Normalization of same variable recorded from several different sources/trackers

oliviermirat opened this issue 4 years ago · comments

Look over this script: https://github.com/oliviermirat/MyAIGuide/blob/master/scripts/4_plotDifferentSteps.py as well as the scripts that it is using.
I wrote those scripts a long time ago and without really thoroughly testing them, so there might be some errors in them. The method and the code could probably both be improved as well.
Please look over this and report and fix any errors that you might find. Also, feel free to propose a better way of doing this normalization across different sources of data and implement it, if necessary. We will most likely use this script for both Participants 1 and 2 at least, for number of steps, denivelation, and maybe more.

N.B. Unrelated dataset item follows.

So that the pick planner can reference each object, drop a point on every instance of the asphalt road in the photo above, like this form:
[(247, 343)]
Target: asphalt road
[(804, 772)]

Eva Martínez · Answer 1 · Sun Jun 28 2020 23:06:21 GMT+0800 (China Standard Time)

Hi @oliviermirat the script uses the data "../data/preprocessed/preprocessedDataParticipant1.txt" and this is not available in the repo. Is this data the preprocessed data using our functions?

Olivier Mirat · Answer 2 · Sun Jun 28 2020 23:12:38 GMT+0800 (China Standard Time)

Hi @evadatinez: sorry, I forgot to specify that, but you need to first launch the script 1_createDataFrame.py to generate this preprocessed data.

Eva Martínez · Answer 3 · Sun Jun 28 2020 23:13:27 GMT+0800 (China Standard Time)

perfect, thanks!

Eva Martínez · Answer 4 · Mon Jun 29 2020 03:36:47 GMT+0800 (China Standard Time)

I have a question regarding rows 24-26:

# Removing "steps" caused by scooter riding    
data["steps"] = data["steps"] - 37 * data["scooterRiding"]    
data["steps"][data["steps"] < 0] = 0

how did you come up with the factor 37?

Olivier Mirat · Answer 5 · Mon Jun 29 2020 04:33:06 GMT+0800 (China Standard Time)

So as you might have guessed riding a scooter would record false positive steps on my Fitbit. So I started to estimate the number of minutes I spent riding a scooter every day.
Then on a few occasions, I kept track of the number of falsely recorded steps on a given amount of time, and that's how I then estimated the factor 37. This is an approximation though.